# Volumes of Cones or Cylinders on Equal Bases are in Same Ratio as Heights

## Theorem

In the words of Euclid:

Cones and cylinders which are on equal bases are to one another as their heights.

## Proof

Let $EB$ and $FD$ be cylinders on equal bases, the circles $AB$ and $CD$.

It is to be shown that:

$EB : FD = GH : KL$

where $GH$ and $KL$ are the axes of $GH$ and $KL$.
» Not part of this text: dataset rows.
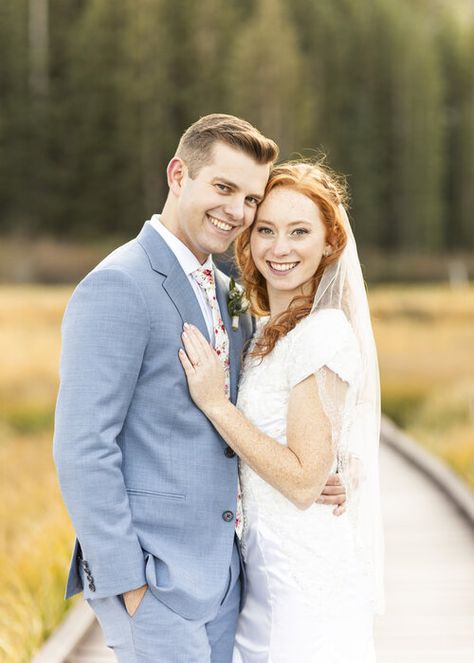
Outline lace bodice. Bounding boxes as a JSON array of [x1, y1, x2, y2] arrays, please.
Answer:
[[237, 310, 370, 600]]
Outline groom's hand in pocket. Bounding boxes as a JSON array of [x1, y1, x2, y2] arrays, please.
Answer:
[[122, 585, 148, 617], [316, 474, 346, 516]]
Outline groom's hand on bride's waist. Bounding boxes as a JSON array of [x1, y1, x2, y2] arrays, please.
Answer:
[[316, 474, 346, 516], [122, 585, 148, 617]]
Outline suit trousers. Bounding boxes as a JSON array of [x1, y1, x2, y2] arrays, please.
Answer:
[[87, 541, 240, 663]]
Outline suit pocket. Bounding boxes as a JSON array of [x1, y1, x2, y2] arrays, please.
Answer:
[[126, 488, 186, 502]]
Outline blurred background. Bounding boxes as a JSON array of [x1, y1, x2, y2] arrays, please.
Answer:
[[0, 0, 474, 663]]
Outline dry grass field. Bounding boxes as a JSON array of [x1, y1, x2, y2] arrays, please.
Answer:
[[0, 286, 474, 663]]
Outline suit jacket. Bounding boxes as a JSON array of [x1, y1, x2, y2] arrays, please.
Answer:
[[54, 223, 252, 619]]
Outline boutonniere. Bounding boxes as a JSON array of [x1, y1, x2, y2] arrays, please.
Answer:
[[227, 276, 249, 331]]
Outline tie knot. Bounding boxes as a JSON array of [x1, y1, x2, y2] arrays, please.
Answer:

Let the axis $KL$ be produced to the point $N$.

Let $LN = GH$.

Let the cylinder $CM$ be described about the axis $LN$.

We have that:

$EB$ and $CM$ have the same height

and

$EB$ and $CM$ are on equal bases.
$EB$ and $CM$ are equal.

We have that the cylinder $FM$ has been cut by the plane $CD$ which is parallel to its bases.

$CM : FD = LN : KL$

But:

$CM = EB$

and:

$LN = GH$

Therefore:

$EB : FD = GH : KL$
$EB : FD = ABG : CDK$

where $ABG$ and $CDK$ are cones whose bases are $AB$ and $CD$ and whose apices are $G$ and $K$.

Therefore:

$GH : KL = ABG : CDK$

and:

$GH : KL = EB : FD$

$\blacksquare$

## Historical Note

This proof is Proposition $14$ of Book $\text{XII}$ of Euclid's The Elements.